The boat landed with a soft splash, the oars rolling inside. It looked like a little wooden toy that would easily smash to bits on the cliffs ahead.
I swallowed hard. I hadn’t done so well the last time I’d been on one of these, escaping the Den with Aiden, Maz, and Ruru. But I needed to see the mine for myself.
Before any of them had a chance to go first, I rushed forward, seized a dangling rope, and slid down to the rowboat.
I thanked the gods I’d thought to wear leather gloves over my tender palms, or the rope burn would’ve been unbearable.
I miscalculated the landing and ended up on my ass at the bottom of the rocking boat. A snicker came from above, and I glared up at the murky shadows gazing down at me.
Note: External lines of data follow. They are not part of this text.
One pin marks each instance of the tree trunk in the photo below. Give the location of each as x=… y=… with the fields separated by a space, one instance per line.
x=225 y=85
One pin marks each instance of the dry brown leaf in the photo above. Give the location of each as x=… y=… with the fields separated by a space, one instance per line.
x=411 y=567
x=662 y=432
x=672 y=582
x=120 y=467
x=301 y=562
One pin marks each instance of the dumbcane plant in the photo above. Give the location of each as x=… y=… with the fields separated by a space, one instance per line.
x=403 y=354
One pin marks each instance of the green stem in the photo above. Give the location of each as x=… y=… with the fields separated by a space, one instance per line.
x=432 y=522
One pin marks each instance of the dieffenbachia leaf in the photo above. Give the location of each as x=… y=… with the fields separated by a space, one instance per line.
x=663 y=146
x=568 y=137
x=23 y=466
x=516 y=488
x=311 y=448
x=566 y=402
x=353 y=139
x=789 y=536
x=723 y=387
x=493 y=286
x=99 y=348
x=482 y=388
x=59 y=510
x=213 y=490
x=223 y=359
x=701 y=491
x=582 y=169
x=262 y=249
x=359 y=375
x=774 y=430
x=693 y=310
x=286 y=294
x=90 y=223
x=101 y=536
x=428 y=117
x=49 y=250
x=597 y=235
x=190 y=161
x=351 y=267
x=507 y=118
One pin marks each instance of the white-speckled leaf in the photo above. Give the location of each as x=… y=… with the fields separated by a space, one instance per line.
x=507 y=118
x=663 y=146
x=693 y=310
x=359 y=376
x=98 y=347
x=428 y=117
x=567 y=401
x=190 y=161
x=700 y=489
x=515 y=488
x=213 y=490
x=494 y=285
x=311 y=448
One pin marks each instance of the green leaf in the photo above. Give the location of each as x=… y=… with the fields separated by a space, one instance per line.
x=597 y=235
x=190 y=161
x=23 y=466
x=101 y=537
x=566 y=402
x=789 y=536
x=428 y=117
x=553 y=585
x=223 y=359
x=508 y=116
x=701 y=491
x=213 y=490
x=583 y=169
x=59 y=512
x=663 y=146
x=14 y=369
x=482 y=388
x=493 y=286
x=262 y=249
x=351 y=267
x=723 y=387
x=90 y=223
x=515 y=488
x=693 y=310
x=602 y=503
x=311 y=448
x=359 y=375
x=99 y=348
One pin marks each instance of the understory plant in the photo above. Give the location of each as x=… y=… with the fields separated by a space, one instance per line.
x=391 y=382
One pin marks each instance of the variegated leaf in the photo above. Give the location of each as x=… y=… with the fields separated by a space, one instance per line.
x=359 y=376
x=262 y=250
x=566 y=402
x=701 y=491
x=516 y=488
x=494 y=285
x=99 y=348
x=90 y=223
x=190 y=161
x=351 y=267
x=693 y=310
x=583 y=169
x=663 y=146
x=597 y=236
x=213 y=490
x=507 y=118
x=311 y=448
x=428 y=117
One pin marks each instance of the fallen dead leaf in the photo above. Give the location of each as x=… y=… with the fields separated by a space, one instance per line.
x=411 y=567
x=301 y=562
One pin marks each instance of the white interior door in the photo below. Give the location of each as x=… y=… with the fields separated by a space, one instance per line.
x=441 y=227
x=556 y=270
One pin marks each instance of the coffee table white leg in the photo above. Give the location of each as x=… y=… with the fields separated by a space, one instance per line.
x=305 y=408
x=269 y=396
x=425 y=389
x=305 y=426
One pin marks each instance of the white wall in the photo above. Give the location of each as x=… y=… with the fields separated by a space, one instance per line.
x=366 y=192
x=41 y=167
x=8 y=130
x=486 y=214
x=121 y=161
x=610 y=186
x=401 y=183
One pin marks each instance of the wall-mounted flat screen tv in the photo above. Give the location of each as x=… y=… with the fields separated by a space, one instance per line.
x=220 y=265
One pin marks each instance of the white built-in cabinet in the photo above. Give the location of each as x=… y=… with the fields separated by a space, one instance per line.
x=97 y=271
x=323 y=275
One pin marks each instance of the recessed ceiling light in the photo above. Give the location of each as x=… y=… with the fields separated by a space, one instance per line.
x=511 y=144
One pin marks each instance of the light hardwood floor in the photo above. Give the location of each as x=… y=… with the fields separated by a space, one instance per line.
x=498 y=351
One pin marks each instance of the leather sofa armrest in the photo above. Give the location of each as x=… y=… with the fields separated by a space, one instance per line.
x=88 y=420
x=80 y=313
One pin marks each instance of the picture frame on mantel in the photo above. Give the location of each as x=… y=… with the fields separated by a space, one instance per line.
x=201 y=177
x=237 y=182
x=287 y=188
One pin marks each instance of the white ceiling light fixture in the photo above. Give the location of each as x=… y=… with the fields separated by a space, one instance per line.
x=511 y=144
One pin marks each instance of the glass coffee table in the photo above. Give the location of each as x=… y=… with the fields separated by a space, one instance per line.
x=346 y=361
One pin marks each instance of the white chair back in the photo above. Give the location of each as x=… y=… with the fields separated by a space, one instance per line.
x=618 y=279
I knew who would come flying down next before he even jumped.
Aiden landed with the silent grace of a cat, then seized my arm. “I didn’t include you for a reason, Kiera. Get back on the ship.”
I yanked my arm out of his grasp. “I’m not yours to command. This was my idea. I’m going.”
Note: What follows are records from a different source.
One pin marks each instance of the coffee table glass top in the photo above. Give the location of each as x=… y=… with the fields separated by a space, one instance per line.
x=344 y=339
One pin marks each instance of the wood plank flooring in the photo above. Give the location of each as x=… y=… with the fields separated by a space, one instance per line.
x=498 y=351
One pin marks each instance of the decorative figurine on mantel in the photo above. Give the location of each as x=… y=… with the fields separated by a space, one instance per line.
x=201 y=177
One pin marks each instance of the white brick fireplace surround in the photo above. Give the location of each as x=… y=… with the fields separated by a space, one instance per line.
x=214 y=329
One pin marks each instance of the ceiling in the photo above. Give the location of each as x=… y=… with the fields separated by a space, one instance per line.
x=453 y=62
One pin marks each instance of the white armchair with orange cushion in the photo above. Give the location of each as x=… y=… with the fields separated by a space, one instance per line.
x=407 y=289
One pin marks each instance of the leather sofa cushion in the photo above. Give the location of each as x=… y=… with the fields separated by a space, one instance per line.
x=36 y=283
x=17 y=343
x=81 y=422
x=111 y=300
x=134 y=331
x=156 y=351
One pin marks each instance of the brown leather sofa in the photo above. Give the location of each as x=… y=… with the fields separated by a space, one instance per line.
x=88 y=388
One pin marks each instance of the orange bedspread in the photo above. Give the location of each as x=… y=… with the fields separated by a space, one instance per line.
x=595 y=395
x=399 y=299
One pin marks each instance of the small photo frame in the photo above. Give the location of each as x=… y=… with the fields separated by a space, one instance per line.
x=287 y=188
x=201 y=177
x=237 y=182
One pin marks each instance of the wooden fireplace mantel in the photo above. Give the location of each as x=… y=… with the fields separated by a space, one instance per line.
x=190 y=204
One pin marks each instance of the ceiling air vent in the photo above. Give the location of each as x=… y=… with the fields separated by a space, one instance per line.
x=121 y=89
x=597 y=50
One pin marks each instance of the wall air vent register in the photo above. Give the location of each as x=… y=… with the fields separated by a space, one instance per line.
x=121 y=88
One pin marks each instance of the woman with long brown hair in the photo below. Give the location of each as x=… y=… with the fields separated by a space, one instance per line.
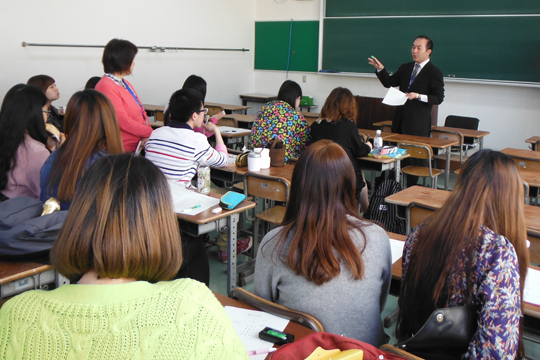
x=92 y=131
x=338 y=123
x=472 y=251
x=325 y=260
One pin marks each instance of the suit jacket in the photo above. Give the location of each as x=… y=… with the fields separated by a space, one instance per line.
x=414 y=117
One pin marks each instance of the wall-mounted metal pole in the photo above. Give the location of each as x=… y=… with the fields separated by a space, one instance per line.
x=151 y=48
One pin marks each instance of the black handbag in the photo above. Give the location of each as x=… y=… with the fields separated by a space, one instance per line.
x=445 y=335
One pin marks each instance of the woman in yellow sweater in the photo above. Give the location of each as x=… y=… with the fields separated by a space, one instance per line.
x=118 y=246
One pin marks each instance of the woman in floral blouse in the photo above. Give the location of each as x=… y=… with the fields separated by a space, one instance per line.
x=279 y=120
x=472 y=251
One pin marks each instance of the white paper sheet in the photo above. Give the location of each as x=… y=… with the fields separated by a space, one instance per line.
x=394 y=97
x=396 y=246
x=531 y=293
x=248 y=324
x=184 y=199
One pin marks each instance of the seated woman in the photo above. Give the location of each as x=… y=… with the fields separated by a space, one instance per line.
x=118 y=62
x=199 y=84
x=23 y=141
x=177 y=150
x=472 y=251
x=338 y=123
x=48 y=86
x=325 y=260
x=118 y=246
x=279 y=120
x=92 y=131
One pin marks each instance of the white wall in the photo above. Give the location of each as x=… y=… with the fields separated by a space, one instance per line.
x=511 y=114
x=181 y=23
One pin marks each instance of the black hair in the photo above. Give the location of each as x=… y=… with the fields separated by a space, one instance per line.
x=289 y=92
x=118 y=56
x=92 y=82
x=21 y=112
x=429 y=45
x=196 y=83
x=183 y=104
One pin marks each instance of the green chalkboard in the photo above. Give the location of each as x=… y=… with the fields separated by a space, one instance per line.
x=494 y=47
x=340 y=8
x=272 y=45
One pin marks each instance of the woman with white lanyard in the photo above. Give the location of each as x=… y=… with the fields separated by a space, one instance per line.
x=118 y=62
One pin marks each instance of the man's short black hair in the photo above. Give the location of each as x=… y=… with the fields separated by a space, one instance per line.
x=429 y=45
x=183 y=104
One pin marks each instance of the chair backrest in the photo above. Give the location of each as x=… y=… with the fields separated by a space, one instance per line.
x=417 y=214
x=266 y=187
x=463 y=122
x=275 y=309
x=450 y=135
x=534 y=248
x=224 y=121
x=213 y=110
x=417 y=150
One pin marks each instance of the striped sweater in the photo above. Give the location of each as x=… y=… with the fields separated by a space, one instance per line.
x=177 y=150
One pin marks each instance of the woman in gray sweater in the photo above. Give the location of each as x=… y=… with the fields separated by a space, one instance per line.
x=325 y=260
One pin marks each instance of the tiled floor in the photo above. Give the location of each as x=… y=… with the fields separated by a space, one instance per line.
x=218 y=283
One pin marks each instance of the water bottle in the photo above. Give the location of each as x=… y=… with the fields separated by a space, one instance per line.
x=377 y=141
x=203 y=178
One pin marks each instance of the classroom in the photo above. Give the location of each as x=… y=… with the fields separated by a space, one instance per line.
x=508 y=110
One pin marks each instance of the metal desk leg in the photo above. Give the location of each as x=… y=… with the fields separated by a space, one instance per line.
x=231 y=264
x=447 y=170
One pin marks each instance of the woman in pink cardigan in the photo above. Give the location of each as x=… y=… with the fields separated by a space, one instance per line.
x=118 y=62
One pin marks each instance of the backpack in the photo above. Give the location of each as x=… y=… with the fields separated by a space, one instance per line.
x=23 y=232
x=383 y=213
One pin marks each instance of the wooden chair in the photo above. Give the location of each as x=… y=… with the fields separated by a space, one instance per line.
x=420 y=151
x=225 y=121
x=463 y=122
x=456 y=161
x=270 y=189
x=399 y=352
x=417 y=214
x=213 y=110
x=275 y=309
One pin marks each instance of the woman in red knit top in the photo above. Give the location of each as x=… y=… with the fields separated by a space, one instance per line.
x=118 y=62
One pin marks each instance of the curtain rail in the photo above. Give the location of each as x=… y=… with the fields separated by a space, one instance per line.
x=151 y=48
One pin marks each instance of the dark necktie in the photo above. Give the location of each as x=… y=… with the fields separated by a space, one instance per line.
x=415 y=72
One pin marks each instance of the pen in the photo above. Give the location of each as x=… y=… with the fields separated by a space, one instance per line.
x=261 y=351
x=192 y=208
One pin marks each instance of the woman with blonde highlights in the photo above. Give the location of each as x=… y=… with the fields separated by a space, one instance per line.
x=325 y=260
x=92 y=131
x=472 y=251
x=118 y=246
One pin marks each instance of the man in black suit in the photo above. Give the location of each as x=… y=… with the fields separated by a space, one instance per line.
x=423 y=84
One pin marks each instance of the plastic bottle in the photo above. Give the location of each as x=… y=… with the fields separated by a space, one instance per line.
x=203 y=178
x=377 y=141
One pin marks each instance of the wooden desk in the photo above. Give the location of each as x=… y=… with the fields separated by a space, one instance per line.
x=230 y=109
x=259 y=98
x=247 y=120
x=17 y=277
x=534 y=141
x=310 y=117
x=206 y=221
x=235 y=135
x=441 y=144
x=297 y=330
x=468 y=133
His face was merely a shadow beneath his hood, but I could almost feel his jaw grinding. “The tide is rolling out, which means this will not be a pleasant trip. If you get sick, every guard on watch will hear you.”
Gods damn it, was I never going to live that down?
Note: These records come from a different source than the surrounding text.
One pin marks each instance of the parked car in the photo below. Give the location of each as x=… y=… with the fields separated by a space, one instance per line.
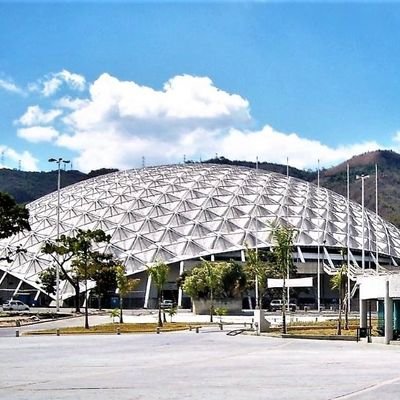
x=276 y=305
x=15 y=305
x=167 y=304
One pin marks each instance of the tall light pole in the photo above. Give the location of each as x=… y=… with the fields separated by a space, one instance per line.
x=58 y=161
x=362 y=177
x=256 y=281
x=318 y=251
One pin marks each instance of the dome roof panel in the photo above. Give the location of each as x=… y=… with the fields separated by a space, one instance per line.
x=190 y=210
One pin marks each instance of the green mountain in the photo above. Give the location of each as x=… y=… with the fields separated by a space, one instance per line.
x=335 y=178
x=28 y=186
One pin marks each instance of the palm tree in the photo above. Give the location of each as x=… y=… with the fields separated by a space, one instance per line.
x=283 y=237
x=124 y=285
x=159 y=273
x=213 y=279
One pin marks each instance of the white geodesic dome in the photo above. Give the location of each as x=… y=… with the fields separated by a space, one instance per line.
x=182 y=212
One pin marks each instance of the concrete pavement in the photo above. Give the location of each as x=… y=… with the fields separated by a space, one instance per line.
x=189 y=365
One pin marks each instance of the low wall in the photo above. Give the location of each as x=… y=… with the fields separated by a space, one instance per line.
x=202 y=307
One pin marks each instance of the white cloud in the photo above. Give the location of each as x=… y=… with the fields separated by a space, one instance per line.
x=70 y=103
x=34 y=115
x=12 y=159
x=121 y=121
x=36 y=134
x=185 y=103
x=10 y=86
x=52 y=83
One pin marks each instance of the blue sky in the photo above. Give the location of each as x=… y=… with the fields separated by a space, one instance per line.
x=105 y=83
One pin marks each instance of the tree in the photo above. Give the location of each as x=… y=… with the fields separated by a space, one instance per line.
x=104 y=273
x=283 y=237
x=257 y=269
x=13 y=219
x=211 y=280
x=47 y=280
x=339 y=282
x=159 y=273
x=171 y=312
x=76 y=259
x=124 y=285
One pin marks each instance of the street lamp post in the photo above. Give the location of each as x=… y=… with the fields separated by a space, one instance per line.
x=362 y=177
x=58 y=161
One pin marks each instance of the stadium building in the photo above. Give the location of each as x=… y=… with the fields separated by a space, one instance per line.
x=181 y=213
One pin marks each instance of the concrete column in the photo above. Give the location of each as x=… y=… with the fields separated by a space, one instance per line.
x=147 y=293
x=388 y=316
x=2 y=278
x=363 y=313
x=181 y=269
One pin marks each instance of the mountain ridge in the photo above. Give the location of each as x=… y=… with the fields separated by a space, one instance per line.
x=28 y=186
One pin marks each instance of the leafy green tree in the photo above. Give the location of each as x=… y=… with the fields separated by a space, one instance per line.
x=211 y=280
x=13 y=219
x=283 y=238
x=76 y=258
x=103 y=272
x=124 y=285
x=159 y=274
x=339 y=282
x=171 y=312
x=257 y=270
x=47 y=280
x=114 y=313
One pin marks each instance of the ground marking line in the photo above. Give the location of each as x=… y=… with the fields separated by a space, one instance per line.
x=367 y=389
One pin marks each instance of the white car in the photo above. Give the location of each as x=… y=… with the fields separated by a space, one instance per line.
x=167 y=304
x=15 y=305
x=277 y=305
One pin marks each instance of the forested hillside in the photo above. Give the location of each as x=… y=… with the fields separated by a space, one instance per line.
x=28 y=186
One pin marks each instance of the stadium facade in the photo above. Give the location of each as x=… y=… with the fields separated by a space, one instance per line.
x=181 y=213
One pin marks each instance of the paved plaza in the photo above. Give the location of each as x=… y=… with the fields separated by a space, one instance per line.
x=189 y=365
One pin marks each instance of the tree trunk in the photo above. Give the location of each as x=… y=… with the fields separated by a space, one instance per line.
x=339 y=326
x=160 y=323
x=77 y=298
x=211 y=305
x=284 y=327
x=121 y=318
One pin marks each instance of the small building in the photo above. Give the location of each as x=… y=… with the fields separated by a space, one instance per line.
x=382 y=293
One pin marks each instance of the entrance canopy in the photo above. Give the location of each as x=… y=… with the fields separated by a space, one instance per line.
x=295 y=282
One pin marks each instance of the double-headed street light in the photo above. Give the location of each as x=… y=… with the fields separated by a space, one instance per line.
x=58 y=161
x=362 y=177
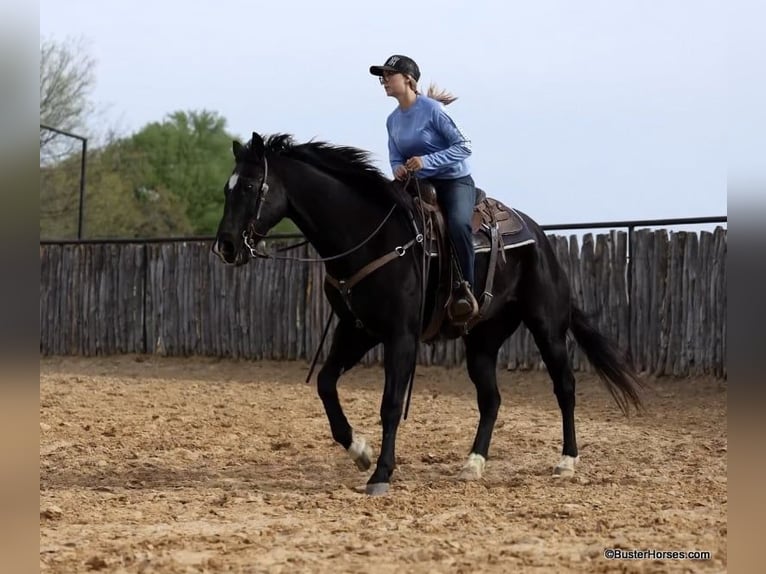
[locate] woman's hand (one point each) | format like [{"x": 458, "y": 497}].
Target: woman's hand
[{"x": 414, "y": 163}]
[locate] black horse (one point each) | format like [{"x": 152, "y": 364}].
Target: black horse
[{"x": 345, "y": 206}]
“I can handle it,” I snapped. “Let’s just work together on this one thing, and then we can go back to hating each other.”
“You think I hate you?” he breathed, his gloved fists clenched. “I don’t even know you.”
I jerked back as if he’d slapped me. My cheeks burned.
Gods, that shouldn’t hurt. I didn’t want it to hurt. Because he was right. He didn’t know me. Just as I didn’t truly know him. I hadn’t thought he was capable of killing an innocent woman, or leaving me tied up in a room while he attempted to murder my father.
But then why did it feel as though he’d taken my knife and gutted me with it?
Aiden turned away and shoved the oars into their locks. Nikella, Yarina, and a few burly bone-rattlers slid into the boat. I scurried to the front, as far away from Aiden as I could get.
Yarina handed me a bucket. “I figure you’ll need this, princess,” she whispered.
“I’m not a princess,” I hissed back at her.
“Whatever you say, princess.”
“Silence,” growled one of the bone-rattlers as he started heaving on his oar.
Yarina smirked at me, tapping one of her scythes ominously. I rolled my eyes and shoved her bucket to the bottom of the boat. She had too much in common with her brother. And oddly, she made me miss his company all the more. But I doubted I’d be welcome in it anytime soon.
The boat coasted over the waves, flying upward, then plunging downward. My stomach rolled with it.
I’d purposely not eaten any of the mushy porridge the ship’s cook had passed around earlier. But that didn’t stop me from clamping my lips together.
The cliffs loomed higher and higher. I searched for guards on top, but couldn’t make any out.
Perhaps I’d been wrong to bring us here. Perhaps Renwell had already ordered everyone to abandon the mine.
“If we don’t find that entrance soon, we’ll be nothing but bones and kindling on those rocks,” Yarina muttered.
A wave crashed over the boat, and I gasped under the spray of cold water. Wrapping my numb fingers over the edge of the boat, I leaned forward. But it was useless. I couldn’t determine one cliff face from the next.
“There,” Nikella said, the thunder of the waves nearly drowning out her voice.
We all looked to where she pointed. An irregularity in the cliff face. Two seams that nearly blended together but for the shadow in between. Where the waves didn’t shatter but surged inward.
Aiden and the bone-rattler grunted as they pulled hard on the oars to direct us toward the inlet.